The integration of new technologies such as genomics into complex health systems represents a challenge for healthcare providers to fully embrace. The main reasons for this are:

  1. 1.

    The relative lack of good economic models for health technology assessment necessary for payers to see the value of proactive integration of genomics into the healthcare system.

  2. 2.

    A limited receptor capacity within a healthcare system that is not optimally adapted to the efficient translation of new technologies as they mature.

  3. 3.

    The lack of education and training of health care professionals in the field of genomics.

  4. 4.

    The lack of robust harmonized health information systems needed to integrate high density data sets (omics) with detailed clinical phenotypic data while making them readily accessible to the end user.

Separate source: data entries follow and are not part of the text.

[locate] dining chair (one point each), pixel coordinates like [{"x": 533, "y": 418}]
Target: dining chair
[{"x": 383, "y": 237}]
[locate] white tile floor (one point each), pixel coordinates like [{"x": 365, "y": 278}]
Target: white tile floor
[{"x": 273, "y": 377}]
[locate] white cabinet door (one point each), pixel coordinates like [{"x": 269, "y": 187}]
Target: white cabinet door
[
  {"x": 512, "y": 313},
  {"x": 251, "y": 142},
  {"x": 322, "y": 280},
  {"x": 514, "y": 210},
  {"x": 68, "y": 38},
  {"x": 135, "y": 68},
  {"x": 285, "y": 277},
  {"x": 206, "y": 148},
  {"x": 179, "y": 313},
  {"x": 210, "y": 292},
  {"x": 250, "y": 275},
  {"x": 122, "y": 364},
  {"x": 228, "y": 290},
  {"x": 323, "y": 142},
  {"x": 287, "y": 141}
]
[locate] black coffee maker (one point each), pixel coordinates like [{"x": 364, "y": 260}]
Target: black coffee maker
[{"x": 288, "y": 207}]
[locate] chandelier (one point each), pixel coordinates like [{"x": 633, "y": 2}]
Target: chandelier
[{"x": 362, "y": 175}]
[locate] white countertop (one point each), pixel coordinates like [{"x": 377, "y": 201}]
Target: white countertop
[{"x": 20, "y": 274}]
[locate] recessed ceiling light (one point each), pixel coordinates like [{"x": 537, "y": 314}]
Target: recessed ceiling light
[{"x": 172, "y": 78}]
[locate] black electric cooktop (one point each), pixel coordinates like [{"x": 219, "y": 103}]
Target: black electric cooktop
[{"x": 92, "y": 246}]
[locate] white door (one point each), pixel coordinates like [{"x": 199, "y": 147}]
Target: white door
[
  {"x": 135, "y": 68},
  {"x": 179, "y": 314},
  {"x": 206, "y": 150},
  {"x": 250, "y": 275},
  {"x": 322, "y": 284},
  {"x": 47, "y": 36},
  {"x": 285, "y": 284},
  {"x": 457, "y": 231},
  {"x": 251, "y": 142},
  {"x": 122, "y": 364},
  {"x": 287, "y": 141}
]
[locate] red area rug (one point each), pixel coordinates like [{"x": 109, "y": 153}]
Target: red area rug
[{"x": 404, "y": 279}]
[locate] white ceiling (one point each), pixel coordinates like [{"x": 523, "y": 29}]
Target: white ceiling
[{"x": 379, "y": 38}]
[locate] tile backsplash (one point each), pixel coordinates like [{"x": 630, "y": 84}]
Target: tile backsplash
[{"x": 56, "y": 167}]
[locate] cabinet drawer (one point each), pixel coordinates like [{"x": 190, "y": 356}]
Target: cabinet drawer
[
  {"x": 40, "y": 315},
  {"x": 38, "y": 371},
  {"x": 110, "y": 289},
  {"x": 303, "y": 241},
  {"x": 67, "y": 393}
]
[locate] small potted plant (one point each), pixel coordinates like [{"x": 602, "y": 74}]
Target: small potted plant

Nonetheless and notwithstanding these barriers, we believe the work on rare diseases in Canada paves the way for more general integration of genomics technologies into the health system over time. Rare diseases represent the first true test case for personalized medicine and will, in our opinion, create the model of intervention for more common diseases in the future. We are learning through the rare disease program what genome sequencing can enable and, as importantly, what some of the limitations will be. Being able to stratify patient groups according to genomic profile will allow more targeted clinical assessments to be carried out and should give rise to more efficient drug development processes and ultimately more effective therapies. We are also learning how to deal with those discoveries which were unanticipated yet have clinical significance, the so called incidental finding; when and under what circumstances these should be communicated to patients and their families. Indeed one of the key integrated parts of the FORGE program is a study on what legal, ethical and social implications should be considered when whole genome sequencing is used to determine the root cause of a specific condition. How individuals are consented for these studies is critical as the ramifications of discovering incidental findings of a clinically actionable nature can be far reaching for both individuals and their families. But it is very early days for personalized medicine: we are at the very beginning of the application phase and so, for some, the potential benefits to patients and to the system are hard to imagine. As Arthur Kornberg (Nobel laureate who discovered the enzyme that replicates DNA) used to say: “the future is invented, not predicted”.